Setting new boundaries
The next step is to develop and begin to practice certain relational limits in all your relationships for your own health and growth. As you reflect on how to set limits you can begin to identify some of the dynamics of unhealthy relating patterns. Asking God to help you uncover a relational agenda of trying to fill yourself inappropriately will be helpful as you begin this journey. Pay attention to what he shows you as you investigate what you want from others. Begin to talk openly with your support system about how to get these needs met safely and appropriately. Allow yourself to watch how other women relate to one another and begin to label what makes their friendships healthy. Ask the women in your support system to help you by offering you feedback when they sense you doing something that feels uncomfortable to them.

Some examples of relational sins may be how you always appear needy and dependent so that others feel pulled to take care of you. Perhaps your style is to always rise to the occasion of taking care of others, making them feel indebted and obligated while making yourself feel competent and superior. Maybe you relate to others by keeping the relationship intense all the time or being emotionally erratic in disruptive ways to manipulate or control the behavior of another. Asking a few trusted and mature friends to honestly tell you how they see you in relationships will be invaluable to your development as you learn how to keep personal boundaries.

Risking and choosing to love again
Finally, there is no fail-safe code to personal relationships. Even if you watch carefully and try your hardest, you can be sure you will slip up and find yourself looking for someone to fill your empty heart in a way that keeps you from needing God. Our hearts are endlessly creative in looking for some way to avoid needing a God who won’t be managed or behave predictably. The Israelites are an example of how easily we replace God with something or someone we think might do a better job of satisfying our hearts.

No sooner had the Israelites experienced a miraculous exodus from the slavery of Egypt and a miraculous rescue from their enemies, than they became restless. When their tangible leader, Moses, disappeared from their sight while camped on the foothills of Mt. Sinai, they begged Aaron to fashion a god for them that they could see, touch, and ultimately control. One thing led to another, and they soon found themselves rationalizing their “needs” so they could indulge in immorality.

You would think they would have already learned their lesson to depend on God alone, but they had to learn this important lesson again. While traveling in the wilderness, they tried to save enough manna to free themselves from the trouble of going out the next day and dependently receiving from God the daily supply of food he provided. Imagine their surprise the next morning when, after sleeping in, they found maggots in their manna.

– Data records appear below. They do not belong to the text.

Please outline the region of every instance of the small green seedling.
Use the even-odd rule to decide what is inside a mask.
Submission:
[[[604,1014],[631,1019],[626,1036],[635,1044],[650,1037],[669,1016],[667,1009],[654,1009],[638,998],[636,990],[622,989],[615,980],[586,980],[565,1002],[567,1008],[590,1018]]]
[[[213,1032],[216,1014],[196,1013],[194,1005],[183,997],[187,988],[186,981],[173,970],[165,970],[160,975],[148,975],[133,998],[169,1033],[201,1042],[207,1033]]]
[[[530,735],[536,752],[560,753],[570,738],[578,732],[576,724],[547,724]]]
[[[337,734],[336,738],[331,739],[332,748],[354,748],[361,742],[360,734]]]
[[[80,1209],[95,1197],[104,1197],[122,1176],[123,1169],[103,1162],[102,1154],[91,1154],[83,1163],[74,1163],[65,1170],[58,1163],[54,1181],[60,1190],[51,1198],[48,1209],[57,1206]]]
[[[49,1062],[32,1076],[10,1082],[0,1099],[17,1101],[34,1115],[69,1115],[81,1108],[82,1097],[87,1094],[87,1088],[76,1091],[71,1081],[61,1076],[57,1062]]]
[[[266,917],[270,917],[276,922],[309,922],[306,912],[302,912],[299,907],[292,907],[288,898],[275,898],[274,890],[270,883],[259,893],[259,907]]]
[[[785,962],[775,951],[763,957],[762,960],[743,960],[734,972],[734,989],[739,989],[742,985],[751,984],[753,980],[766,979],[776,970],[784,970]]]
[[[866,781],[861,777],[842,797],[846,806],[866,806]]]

God intended for the Israelites (and us!) to find him to be the “Living Bread.” His desire for Israel and for us is to remain dependent on his daily provision for our hearts and our souls, as well as our stomachs.

Part of learning this dependency is the practice of inviting God to reveal to us which idols he wants us to destroy with his help. It is not work for the faint of heart. A deep look at our sin must involve the necessary trip to the foot of the cross to be cleansed and made new. However, a woman who develops the habit of returning to her Creator again and again will find the cherishing she longs for as she hears her Father remind her of his Calvary love. In his presence, she will receive the courage to love others in new and healthy ways that will continually bless their life here on earth.

As women we can enjoy relationship as God intends. The experience of knowing another’s soul is a privilege that gives us a glimpse of the intimacy we were designed for, as well as point us to the eternal enjoyment of God and his people that awaits our souls. God will reward us with meaningful relationships with other believers as we daily invite him to fill us. Let us enjoy him by uniting our hearts with his. Then we can in turn offer the source of our satisfied hearts to others.